Students to see extreme poverty in Ghana on Chief Rabbi’s initiative

Participants on the Ben Azzai Programme will visit the Muslim-majority city of Tamale to experience extreme poverty that blights the area

An initiative of the Chief Rabbi which last year took 16 Jewish students to the slums of Mumbai will this year send participants to a Muslim-majority area of Ghana, to experience Jewish social responsibility in Africa.

The Ben Azzai Programme, supported by the Pears Foundation, was heralded as “an unqualified success” last year, after students spent eight days learning about international development and innovative programmes to tackle extreme poverty.

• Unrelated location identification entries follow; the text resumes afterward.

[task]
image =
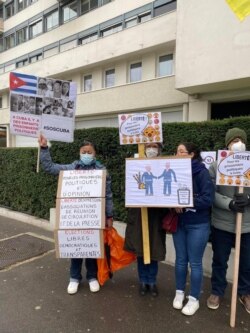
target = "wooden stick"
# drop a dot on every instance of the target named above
(144, 218)
(236, 265)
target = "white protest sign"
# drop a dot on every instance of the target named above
(140, 128)
(81, 184)
(233, 168)
(161, 182)
(208, 157)
(42, 104)
(79, 243)
(80, 213)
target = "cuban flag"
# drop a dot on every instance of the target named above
(23, 83)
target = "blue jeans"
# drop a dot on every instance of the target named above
(190, 242)
(222, 243)
(76, 268)
(147, 272)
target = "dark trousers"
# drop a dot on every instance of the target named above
(222, 243)
(76, 269)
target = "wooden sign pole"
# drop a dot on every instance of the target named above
(236, 265)
(144, 217)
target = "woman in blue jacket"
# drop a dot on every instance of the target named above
(192, 233)
(87, 161)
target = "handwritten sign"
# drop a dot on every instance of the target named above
(42, 104)
(80, 213)
(161, 182)
(140, 128)
(79, 244)
(233, 168)
(81, 184)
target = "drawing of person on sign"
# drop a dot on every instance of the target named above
(147, 179)
(168, 175)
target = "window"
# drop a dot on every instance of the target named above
(109, 78)
(87, 82)
(9, 10)
(22, 36)
(87, 5)
(69, 11)
(136, 72)
(111, 30)
(10, 41)
(165, 65)
(88, 39)
(52, 20)
(36, 28)
(36, 57)
(21, 4)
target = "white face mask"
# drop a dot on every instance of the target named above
(151, 152)
(238, 146)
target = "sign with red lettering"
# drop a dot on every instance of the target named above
(44, 105)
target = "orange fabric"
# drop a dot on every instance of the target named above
(119, 258)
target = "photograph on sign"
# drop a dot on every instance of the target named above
(80, 213)
(161, 182)
(79, 243)
(233, 168)
(140, 128)
(208, 157)
(42, 104)
(81, 184)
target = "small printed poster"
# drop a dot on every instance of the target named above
(80, 213)
(159, 182)
(81, 184)
(39, 104)
(233, 168)
(208, 157)
(79, 243)
(140, 128)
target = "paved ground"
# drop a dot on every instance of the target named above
(33, 299)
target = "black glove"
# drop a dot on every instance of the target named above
(236, 207)
(242, 198)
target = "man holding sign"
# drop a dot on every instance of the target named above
(229, 203)
(87, 161)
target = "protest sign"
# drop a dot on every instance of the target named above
(140, 128)
(161, 182)
(80, 213)
(233, 168)
(79, 243)
(42, 105)
(81, 184)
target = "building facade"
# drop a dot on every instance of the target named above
(129, 56)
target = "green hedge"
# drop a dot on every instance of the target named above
(23, 189)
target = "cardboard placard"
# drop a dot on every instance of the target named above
(79, 243)
(80, 213)
(81, 184)
(159, 182)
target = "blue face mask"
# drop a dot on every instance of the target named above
(87, 159)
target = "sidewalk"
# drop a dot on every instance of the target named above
(33, 299)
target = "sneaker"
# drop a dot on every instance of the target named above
(191, 307)
(72, 287)
(245, 300)
(213, 302)
(94, 286)
(178, 300)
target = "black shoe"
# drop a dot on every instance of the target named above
(143, 289)
(153, 290)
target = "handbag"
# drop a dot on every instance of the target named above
(170, 221)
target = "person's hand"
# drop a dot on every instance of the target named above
(236, 207)
(109, 222)
(42, 141)
(243, 199)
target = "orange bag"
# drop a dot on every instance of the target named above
(115, 257)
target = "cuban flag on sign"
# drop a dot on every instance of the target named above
(23, 83)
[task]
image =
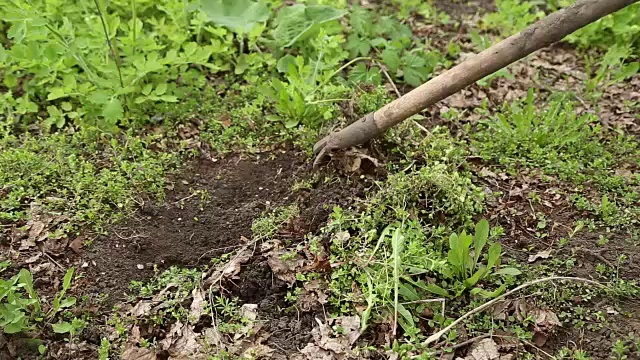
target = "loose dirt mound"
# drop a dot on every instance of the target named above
(209, 210)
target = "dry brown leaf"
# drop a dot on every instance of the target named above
(545, 320)
(55, 247)
(257, 351)
(36, 229)
(33, 259)
(181, 340)
(339, 344)
(314, 352)
(27, 243)
(77, 244)
(142, 308)
(485, 349)
(197, 306)
(230, 269)
(314, 295)
(540, 255)
(136, 353)
(249, 312)
(284, 267)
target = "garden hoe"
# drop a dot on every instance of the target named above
(541, 34)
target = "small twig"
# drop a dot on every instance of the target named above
(424, 301)
(106, 35)
(52, 260)
(596, 254)
(187, 197)
(129, 237)
(537, 348)
(437, 335)
(464, 343)
(386, 74)
(213, 250)
(422, 127)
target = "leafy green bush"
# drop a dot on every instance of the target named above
(511, 16)
(19, 302)
(431, 193)
(58, 59)
(621, 28)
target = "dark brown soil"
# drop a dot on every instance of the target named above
(519, 215)
(458, 8)
(189, 230)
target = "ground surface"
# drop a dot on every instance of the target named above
(253, 254)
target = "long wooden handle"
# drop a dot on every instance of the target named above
(543, 33)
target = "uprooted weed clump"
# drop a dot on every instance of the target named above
(522, 178)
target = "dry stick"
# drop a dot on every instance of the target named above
(437, 335)
(539, 35)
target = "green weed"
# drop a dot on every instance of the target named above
(182, 282)
(270, 223)
(562, 143)
(511, 16)
(65, 174)
(22, 310)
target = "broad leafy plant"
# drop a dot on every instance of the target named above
(90, 64)
(21, 308)
(463, 260)
(19, 304)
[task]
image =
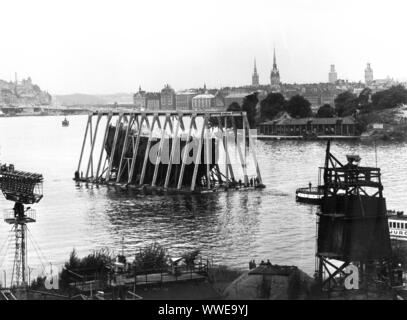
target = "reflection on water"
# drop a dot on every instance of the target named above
(231, 227)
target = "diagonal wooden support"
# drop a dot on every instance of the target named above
(135, 146)
(256, 163)
(143, 170)
(198, 156)
(228, 165)
(84, 141)
(208, 156)
(129, 124)
(160, 149)
(111, 158)
(186, 151)
(175, 143)
(90, 162)
(242, 160)
(109, 118)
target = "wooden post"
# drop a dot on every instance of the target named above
(135, 146)
(186, 151)
(111, 158)
(129, 124)
(160, 149)
(198, 157)
(175, 141)
(208, 149)
(246, 179)
(109, 118)
(143, 171)
(246, 122)
(92, 147)
(228, 165)
(84, 141)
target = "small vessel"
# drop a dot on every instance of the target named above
(312, 195)
(65, 123)
(397, 225)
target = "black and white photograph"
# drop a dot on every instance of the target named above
(203, 154)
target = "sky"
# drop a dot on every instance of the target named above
(106, 46)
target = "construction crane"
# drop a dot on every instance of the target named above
(22, 188)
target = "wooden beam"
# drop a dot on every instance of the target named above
(186, 152)
(109, 118)
(160, 149)
(92, 147)
(129, 124)
(243, 163)
(84, 141)
(143, 170)
(135, 146)
(113, 150)
(175, 141)
(198, 157)
(256, 163)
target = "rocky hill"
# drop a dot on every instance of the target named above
(21, 94)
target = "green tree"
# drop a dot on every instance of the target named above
(326, 111)
(234, 106)
(346, 103)
(271, 106)
(390, 98)
(249, 106)
(299, 107)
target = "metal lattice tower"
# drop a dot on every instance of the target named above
(22, 188)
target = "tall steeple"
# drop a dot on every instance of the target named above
(275, 74)
(274, 59)
(255, 76)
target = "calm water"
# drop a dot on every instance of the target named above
(231, 227)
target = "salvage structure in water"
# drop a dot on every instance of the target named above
(353, 240)
(169, 151)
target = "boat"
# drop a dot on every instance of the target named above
(397, 225)
(65, 123)
(312, 195)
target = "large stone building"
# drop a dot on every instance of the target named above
(167, 98)
(153, 100)
(204, 102)
(368, 74)
(255, 76)
(333, 76)
(275, 83)
(139, 99)
(183, 99)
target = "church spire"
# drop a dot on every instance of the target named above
(255, 76)
(274, 58)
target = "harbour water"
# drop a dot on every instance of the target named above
(230, 227)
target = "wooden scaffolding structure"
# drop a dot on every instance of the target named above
(119, 165)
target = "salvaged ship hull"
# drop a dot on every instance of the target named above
(151, 164)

Participants on the Mumbai visit were struck by the vast disparity in wealth between the city’s rich and poor, with plush skyscrapers casting slums in shade, and have since returned as ‘ambassadors,’ visiting schools, shuls and campuses to explain what they learned.

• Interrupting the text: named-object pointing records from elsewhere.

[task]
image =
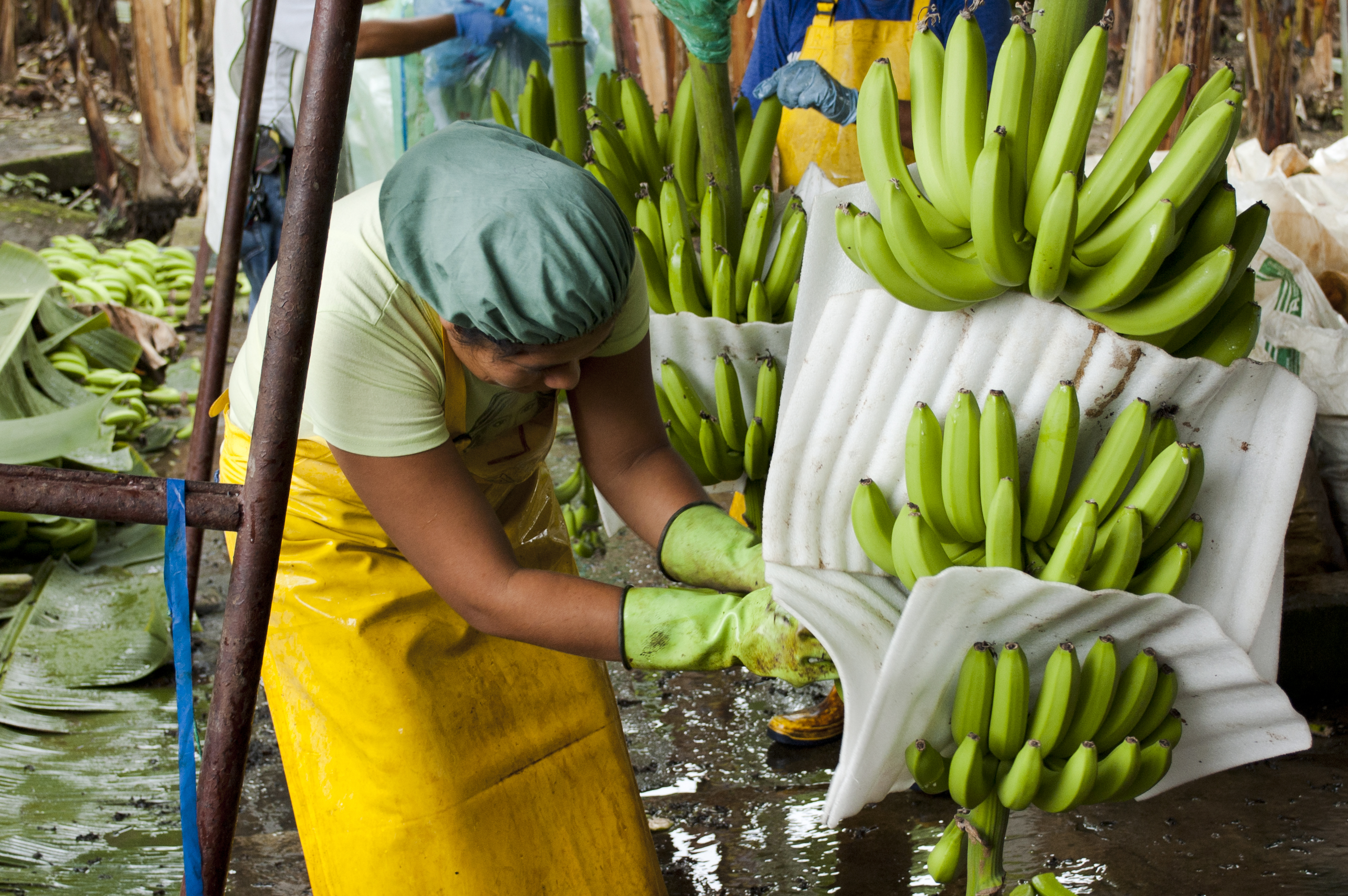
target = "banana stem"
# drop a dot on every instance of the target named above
(566, 48)
(1058, 29)
(716, 139)
(985, 869)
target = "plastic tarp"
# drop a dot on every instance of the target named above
(860, 360)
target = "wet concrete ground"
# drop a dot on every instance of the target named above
(744, 813)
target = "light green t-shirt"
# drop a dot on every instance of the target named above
(376, 375)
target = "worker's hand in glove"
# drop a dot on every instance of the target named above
(671, 628)
(805, 85)
(703, 546)
(482, 26)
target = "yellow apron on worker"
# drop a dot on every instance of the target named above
(845, 50)
(421, 755)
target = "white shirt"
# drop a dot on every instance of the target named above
(281, 89)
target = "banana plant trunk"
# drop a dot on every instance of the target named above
(166, 86)
(987, 833)
(719, 150)
(566, 46)
(1058, 29)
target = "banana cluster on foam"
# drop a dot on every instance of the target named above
(692, 258)
(1159, 256)
(138, 275)
(1098, 735)
(969, 507)
(29, 538)
(583, 522)
(723, 446)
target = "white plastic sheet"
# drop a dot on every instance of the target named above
(1232, 715)
(860, 360)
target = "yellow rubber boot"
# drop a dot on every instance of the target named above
(811, 727)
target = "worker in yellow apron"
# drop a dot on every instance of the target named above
(433, 662)
(815, 56)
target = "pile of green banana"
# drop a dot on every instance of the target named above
(1159, 256)
(133, 396)
(1096, 735)
(969, 507)
(583, 523)
(537, 114)
(138, 275)
(29, 538)
(723, 446)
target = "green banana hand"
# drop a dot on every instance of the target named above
(1134, 693)
(1130, 150)
(1125, 276)
(1052, 469)
(1114, 464)
(1070, 129)
(873, 523)
(922, 460)
(961, 469)
(1095, 694)
(1010, 715)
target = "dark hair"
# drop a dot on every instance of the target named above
(476, 339)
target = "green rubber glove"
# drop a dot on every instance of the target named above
(704, 547)
(673, 628)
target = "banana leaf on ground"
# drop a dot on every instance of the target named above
(88, 766)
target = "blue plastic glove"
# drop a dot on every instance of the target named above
(482, 26)
(805, 85)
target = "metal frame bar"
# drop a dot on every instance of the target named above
(304, 243)
(258, 514)
(201, 450)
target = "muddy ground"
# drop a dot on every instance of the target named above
(746, 813)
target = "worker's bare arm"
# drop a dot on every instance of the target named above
(623, 442)
(436, 515)
(379, 38)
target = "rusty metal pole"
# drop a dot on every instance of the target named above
(201, 450)
(304, 242)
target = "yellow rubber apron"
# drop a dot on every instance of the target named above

Organised within an Orthodox framework, the trip taught the students that social responsibility is a fundamental Jewish obligation, and introduced them to Jewish volunteers from the Gabriel Project Mumbai, an initiative caring for vulnerable children living in the slums, by providing food, literacy support and healthcare.

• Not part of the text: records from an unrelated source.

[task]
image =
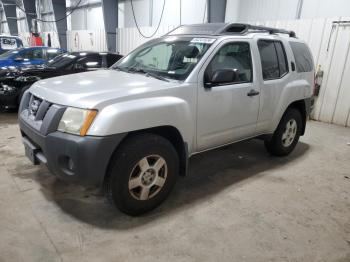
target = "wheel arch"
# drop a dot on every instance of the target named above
(170, 133)
(300, 105)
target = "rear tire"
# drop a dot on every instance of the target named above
(287, 134)
(142, 173)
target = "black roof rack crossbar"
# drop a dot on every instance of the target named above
(246, 28)
(224, 29)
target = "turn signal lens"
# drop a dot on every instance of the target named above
(88, 121)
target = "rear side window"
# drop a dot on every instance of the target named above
(273, 59)
(303, 58)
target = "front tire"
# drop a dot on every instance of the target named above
(287, 134)
(142, 173)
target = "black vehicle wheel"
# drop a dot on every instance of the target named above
(25, 88)
(287, 134)
(142, 173)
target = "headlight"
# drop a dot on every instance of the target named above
(76, 121)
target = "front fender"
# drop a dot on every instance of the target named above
(144, 113)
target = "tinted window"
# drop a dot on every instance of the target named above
(170, 57)
(282, 60)
(62, 61)
(90, 61)
(303, 58)
(269, 60)
(8, 43)
(93, 61)
(32, 54)
(111, 59)
(273, 57)
(233, 56)
(52, 53)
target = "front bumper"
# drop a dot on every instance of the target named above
(72, 158)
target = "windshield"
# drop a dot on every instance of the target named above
(172, 57)
(61, 61)
(10, 53)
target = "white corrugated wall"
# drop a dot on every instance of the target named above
(329, 43)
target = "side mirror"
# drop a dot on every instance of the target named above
(222, 76)
(18, 59)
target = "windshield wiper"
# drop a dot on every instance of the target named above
(147, 73)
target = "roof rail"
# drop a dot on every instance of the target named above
(224, 29)
(237, 28)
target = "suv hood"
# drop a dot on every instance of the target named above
(96, 89)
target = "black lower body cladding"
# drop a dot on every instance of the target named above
(72, 158)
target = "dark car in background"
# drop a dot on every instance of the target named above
(28, 56)
(14, 82)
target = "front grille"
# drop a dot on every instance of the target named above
(40, 114)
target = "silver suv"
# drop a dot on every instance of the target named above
(133, 127)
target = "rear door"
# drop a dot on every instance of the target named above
(227, 112)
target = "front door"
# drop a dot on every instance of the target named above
(228, 111)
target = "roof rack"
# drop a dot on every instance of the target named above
(224, 29)
(247, 28)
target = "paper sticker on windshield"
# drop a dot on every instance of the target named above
(203, 40)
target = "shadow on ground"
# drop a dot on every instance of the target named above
(210, 173)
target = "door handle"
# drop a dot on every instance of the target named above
(253, 93)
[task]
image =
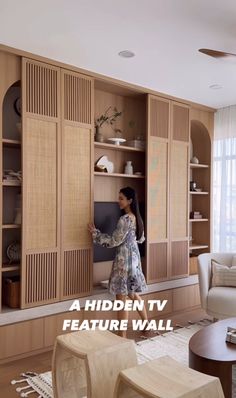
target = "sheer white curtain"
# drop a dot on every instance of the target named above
(224, 180)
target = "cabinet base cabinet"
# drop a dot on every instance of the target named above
(32, 337)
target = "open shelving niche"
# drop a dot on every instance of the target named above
(199, 229)
(132, 104)
(11, 192)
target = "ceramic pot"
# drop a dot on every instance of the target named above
(129, 167)
(98, 135)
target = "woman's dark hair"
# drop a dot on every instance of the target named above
(130, 193)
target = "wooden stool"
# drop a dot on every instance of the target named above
(166, 378)
(87, 363)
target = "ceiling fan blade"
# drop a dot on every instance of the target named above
(218, 54)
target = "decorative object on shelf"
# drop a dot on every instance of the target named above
(194, 160)
(117, 141)
(18, 216)
(109, 116)
(100, 169)
(19, 127)
(14, 252)
(98, 135)
(140, 144)
(17, 106)
(11, 175)
(104, 163)
(193, 186)
(195, 215)
(231, 335)
(129, 167)
(11, 291)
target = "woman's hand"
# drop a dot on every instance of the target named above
(91, 227)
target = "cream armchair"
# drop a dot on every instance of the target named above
(219, 302)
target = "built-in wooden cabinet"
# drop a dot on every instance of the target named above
(158, 182)
(168, 147)
(179, 181)
(61, 192)
(55, 153)
(200, 174)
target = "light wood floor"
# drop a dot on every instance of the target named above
(42, 362)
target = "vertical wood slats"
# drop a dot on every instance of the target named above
(77, 98)
(179, 263)
(159, 118)
(157, 261)
(77, 272)
(180, 123)
(41, 89)
(41, 277)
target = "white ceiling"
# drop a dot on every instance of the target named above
(164, 34)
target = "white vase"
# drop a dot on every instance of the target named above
(129, 167)
(18, 216)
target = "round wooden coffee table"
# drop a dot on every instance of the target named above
(209, 353)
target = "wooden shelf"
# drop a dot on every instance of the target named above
(198, 166)
(13, 267)
(10, 183)
(117, 147)
(198, 246)
(11, 143)
(198, 193)
(10, 226)
(198, 219)
(97, 173)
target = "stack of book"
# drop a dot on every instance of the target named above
(195, 215)
(231, 335)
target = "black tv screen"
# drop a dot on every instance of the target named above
(106, 216)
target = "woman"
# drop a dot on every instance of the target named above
(126, 275)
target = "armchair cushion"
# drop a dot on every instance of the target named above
(234, 261)
(223, 275)
(221, 302)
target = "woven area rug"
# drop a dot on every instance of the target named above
(174, 344)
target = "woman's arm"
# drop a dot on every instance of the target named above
(118, 236)
(142, 239)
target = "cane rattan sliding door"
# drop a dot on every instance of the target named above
(77, 180)
(41, 183)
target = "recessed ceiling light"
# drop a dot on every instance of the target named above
(215, 86)
(126, 54)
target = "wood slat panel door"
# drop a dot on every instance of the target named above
(158, 189)
(77, 182)
(41, 189)
(179, 190)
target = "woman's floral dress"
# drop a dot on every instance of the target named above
(126, 274)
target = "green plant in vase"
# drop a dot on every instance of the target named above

This year, participants will be taken to the city of Tamale in the north of Ghana. The city’s fast-growing population is mainly Muslim and blighted by extreme poverty, with most people working seven days a week and still not earning enough to afford a decent living standard.

“The visit will provide participants with a much more nuanced understanding of extreme poverty, its causes and its context,” said a spokesman for the Chief Rabbi.

Applications are now being accepted for this year’s visit, which is being delivered in partnership Tzedek and which is slated for 17-24 December. The deadline for applications is 18 September.